Something came up earlier this week that brought to mind Sigur Rós. I forget exactly what it was, but whatever it was led to me re-exploring their most recent album, Valtari. It has a different feel than some of their more recent works, something that reminds me of a film score (a function that their music would do well in). Of course, this is not to say that they have reigned in their tendency towards songs of an epic scale. But good music, like people, inevitably must allow for individual growth of the musicians who write the music. Irregardless, there is some really good music on Valtari, worthy of our attention.

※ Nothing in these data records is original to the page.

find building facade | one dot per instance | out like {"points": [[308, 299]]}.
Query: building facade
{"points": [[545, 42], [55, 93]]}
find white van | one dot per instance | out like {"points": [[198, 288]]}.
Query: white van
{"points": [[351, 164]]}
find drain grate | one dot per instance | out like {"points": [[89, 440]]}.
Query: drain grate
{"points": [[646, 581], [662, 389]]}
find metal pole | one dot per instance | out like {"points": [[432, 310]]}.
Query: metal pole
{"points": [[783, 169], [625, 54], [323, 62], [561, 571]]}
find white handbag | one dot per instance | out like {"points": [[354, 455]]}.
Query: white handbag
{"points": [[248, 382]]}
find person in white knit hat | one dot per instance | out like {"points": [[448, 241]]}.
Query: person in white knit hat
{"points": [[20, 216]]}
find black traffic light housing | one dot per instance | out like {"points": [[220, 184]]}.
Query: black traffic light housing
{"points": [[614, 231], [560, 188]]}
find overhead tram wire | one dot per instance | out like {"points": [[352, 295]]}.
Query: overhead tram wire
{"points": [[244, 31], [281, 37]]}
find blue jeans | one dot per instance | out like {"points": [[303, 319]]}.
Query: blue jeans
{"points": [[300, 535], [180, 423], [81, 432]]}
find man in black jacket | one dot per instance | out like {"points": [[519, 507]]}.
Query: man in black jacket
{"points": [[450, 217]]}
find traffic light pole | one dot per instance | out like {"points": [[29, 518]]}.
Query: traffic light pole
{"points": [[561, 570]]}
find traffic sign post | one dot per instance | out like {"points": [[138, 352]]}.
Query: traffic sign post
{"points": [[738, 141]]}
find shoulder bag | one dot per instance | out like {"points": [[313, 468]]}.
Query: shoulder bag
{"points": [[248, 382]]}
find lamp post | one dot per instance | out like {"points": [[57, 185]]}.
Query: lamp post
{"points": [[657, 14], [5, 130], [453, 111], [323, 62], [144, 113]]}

So we started tonight’s show with Varúð (trans: “Caution”), Rembihnútur (“Tight Knot”), and Dauðalogn (“Dead Calm”). We then heard some material from their 2011 live release Inni: Svefn-g-englar (“Sleepwalkers”), Glósóli (“Glowing sole”), and Ný batterí (“New Batteries”).
We then continued in the live music vein with some live Jethro Tull. Just a few years ago, they put out an excellent recording of their 1970 Isle of Wight Festival appearance (“Nothing is Easy: Live at the Isle of Wight 1970“), with a matching dvd also available (actually, I think it is the other way around – the cd is the companion to the dvd). From that live recording, we heard My Sunday Feeling, My God (an early rendition that preceded its recording for the Aqualung album), and With You There To Help Me.
Continuing with the live music, we next heard from Charles Mingus. Even with his many excellent recordings, one had to hear him perform live in order to grasp the fullest depth of his music. Truly, the live stage was the place where the underlying passion of his music came out best. He expected a lot out of his musicians, and when they didn’t live up to his expectations, he at times would literally chase them off the stage. Happily, we are blessed with a number of fine live recordings, several of which included the great saxophonist Eric Dolphy, possibly Mingus’ greatest musical partner. So, from Mingus at Antibes (a 1960 recording that was originally issued in 1976, with a lineup that consisted of Dolphy, trumpter Ted Curson, Booker Ervin on tenor, and his regular drummer Dannie Richmond; this was probably one of his better lineups), we heard Wednesday Night Prayer Meeting, Prayer for Passive Resistance, and What Love.
Oddly enough, for a show with such an emphasis on live performance, our closing set started with a studio recording from Neil Young, whose reputation for stage excellence is unsurpassed (unfortunately, I found myself dealing with time constraints). So we heard a song that I’d been wanting to play for a few weeks anyway, The Loner (I had brought a live version, but said time constraints would not allow it), then closed the show with his classic The Needle and the Damage Done.